Why the Monkey Needs the Box: A Serious Look at a Toy Domain
University of Texas
ABSTRACT: "Toy worlds" involving actions, such as the Blocks World and the Monkey
and Bananas domain, are often used by researchers in the areas of
commonsense reasoning and planning to illustrate and test their ideas.
Many of the axioms found in descriptions of these toy worlds are
expressions of general-purpose knowledge, though they are often cast
in a form only useful for solving one specific problem and are not
faithful representations of general facts that can be used in other
domains. Instead of using such domain-specific axioms for each problem,
we are building a general-purpose library of action descriptions which
can be referred to in descriptions of many action domains. The library
is being written in the modular action description language MAD, which
is an extension of the action language C+.

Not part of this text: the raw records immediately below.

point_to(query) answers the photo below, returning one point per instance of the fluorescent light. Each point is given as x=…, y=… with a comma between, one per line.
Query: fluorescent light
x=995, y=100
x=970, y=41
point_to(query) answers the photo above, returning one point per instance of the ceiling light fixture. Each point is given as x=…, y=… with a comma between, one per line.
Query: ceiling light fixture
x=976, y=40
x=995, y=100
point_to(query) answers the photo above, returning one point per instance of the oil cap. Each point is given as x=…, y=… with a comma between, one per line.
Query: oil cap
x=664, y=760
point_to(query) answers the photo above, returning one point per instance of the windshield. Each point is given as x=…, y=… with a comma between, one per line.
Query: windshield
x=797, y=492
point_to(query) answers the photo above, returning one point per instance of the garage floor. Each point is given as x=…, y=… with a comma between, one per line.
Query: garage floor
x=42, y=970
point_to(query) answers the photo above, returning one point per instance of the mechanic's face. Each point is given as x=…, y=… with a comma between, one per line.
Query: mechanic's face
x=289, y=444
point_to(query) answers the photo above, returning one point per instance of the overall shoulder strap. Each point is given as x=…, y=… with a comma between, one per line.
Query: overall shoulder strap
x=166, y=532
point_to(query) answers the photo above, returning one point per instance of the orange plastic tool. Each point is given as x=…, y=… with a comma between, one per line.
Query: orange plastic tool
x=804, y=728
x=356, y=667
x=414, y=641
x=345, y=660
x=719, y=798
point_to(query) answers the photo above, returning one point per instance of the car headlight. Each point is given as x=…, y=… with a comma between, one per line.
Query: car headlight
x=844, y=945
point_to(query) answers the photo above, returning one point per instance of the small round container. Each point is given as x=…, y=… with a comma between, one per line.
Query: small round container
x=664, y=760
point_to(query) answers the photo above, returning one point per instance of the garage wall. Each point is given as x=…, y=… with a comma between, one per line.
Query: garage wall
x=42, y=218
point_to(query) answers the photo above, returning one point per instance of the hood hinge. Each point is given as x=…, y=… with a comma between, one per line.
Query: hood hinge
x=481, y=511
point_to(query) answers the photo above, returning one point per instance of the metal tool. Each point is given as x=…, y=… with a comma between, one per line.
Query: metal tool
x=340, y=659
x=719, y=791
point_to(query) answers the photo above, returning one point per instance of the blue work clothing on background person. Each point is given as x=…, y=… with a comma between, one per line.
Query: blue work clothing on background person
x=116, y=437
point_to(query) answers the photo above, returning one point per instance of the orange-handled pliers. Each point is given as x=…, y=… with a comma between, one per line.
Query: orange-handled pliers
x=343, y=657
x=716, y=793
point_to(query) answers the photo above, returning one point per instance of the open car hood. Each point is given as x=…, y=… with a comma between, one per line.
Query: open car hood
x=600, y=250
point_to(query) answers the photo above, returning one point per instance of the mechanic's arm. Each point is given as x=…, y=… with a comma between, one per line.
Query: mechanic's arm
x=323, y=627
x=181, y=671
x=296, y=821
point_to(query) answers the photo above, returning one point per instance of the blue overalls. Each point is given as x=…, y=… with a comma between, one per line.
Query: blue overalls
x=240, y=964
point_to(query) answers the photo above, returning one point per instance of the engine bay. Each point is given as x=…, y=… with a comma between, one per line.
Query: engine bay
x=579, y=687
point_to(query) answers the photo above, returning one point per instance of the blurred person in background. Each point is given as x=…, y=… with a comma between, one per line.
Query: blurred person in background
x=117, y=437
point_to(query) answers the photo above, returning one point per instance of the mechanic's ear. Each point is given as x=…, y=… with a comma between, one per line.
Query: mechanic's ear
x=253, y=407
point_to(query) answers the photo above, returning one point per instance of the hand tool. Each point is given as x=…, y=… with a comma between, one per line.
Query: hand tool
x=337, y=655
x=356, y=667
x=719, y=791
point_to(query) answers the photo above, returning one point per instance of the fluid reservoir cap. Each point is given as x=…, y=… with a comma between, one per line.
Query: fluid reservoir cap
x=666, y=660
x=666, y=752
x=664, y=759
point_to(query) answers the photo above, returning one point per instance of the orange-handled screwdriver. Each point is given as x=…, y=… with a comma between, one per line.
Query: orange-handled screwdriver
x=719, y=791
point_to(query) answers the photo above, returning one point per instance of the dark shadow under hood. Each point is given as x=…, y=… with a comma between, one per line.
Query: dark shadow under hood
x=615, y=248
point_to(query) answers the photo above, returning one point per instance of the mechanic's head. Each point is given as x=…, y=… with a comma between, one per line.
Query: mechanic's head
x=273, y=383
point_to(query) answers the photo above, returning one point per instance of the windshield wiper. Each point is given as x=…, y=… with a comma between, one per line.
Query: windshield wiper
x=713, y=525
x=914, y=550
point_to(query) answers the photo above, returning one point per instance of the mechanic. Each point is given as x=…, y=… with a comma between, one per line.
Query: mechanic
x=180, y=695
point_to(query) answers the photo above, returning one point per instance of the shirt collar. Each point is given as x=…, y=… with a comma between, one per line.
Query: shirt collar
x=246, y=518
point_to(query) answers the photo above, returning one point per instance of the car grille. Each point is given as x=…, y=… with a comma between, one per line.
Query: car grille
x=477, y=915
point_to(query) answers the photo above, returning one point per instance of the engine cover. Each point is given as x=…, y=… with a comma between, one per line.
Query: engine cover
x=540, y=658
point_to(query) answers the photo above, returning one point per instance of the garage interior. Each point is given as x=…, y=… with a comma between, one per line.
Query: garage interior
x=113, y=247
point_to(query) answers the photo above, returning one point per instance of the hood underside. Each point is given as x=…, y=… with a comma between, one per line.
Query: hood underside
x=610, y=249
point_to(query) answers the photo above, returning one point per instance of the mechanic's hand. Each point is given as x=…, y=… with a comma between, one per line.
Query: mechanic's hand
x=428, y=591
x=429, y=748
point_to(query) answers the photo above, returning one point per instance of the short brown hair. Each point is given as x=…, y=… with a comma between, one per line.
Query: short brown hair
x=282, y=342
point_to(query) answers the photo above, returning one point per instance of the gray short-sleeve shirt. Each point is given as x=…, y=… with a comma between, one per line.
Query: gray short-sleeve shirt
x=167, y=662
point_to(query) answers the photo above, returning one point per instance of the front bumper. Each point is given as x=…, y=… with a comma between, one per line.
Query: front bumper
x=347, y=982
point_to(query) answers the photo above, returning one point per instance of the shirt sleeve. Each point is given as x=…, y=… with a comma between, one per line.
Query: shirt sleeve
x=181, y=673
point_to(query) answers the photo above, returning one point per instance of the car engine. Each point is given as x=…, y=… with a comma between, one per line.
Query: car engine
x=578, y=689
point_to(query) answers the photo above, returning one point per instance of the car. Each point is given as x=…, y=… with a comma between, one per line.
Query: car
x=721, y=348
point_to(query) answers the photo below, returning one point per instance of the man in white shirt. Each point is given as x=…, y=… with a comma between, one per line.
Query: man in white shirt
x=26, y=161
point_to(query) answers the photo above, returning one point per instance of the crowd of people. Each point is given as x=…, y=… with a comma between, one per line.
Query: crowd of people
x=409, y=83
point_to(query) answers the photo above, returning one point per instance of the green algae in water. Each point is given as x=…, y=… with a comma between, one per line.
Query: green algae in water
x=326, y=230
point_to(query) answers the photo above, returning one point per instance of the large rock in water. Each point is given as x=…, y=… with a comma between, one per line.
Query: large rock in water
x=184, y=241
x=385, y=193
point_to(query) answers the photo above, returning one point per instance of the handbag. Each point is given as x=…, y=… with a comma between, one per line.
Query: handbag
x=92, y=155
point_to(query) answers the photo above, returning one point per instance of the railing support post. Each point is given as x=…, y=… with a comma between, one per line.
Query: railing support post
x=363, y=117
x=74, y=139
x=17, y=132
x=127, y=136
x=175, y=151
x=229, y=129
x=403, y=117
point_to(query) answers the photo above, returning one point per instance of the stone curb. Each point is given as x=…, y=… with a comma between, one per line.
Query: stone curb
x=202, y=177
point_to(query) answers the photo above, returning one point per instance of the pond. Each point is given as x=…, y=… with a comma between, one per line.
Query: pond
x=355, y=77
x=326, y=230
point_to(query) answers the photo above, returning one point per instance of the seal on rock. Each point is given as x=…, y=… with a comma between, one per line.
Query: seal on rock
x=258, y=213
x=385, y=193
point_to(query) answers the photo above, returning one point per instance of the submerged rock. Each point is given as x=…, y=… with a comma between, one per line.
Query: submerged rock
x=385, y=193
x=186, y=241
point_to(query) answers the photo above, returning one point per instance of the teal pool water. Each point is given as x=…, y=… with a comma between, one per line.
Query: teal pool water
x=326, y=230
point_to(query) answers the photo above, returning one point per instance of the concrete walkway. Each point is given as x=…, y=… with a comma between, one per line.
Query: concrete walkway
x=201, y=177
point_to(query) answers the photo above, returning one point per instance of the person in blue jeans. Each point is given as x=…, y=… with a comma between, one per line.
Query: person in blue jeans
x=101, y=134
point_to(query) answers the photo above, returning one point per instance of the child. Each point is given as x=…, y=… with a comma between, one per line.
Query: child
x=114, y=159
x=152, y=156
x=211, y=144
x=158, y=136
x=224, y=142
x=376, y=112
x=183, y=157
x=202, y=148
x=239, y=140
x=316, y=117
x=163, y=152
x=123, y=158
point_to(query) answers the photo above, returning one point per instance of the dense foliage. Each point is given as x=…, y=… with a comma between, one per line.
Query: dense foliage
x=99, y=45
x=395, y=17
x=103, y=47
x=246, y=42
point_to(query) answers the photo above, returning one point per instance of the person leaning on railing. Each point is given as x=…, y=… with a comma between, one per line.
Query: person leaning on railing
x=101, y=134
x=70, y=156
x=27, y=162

This talk is about the language MAD, about some of our library modules,
and about a new formalization of the Monkey and Bananas domain that uses
the library. Most of the axioms in this formalization come from the
library, with only a few domain-specific axioms needed.
This is joint work with Selim Erdogan, Paolo Ferraris and Wanwan Ren.
Vladimir Lifschitz is Gottesman Family Centennial Professor in Computer
Sciences at the University of Texas at Austin. His research interests
are in the areas of knowledge representation and computational logic. He
is a Fellow of the American Association for Artifical Intelligence, a
co-editor of the Handbook of Knowledge Representation, the Editor-in-Chief
of the ACM Transactions on Computational Logic, and an Editorial Advisor
of the journal Theory and Practice of Logic Programming.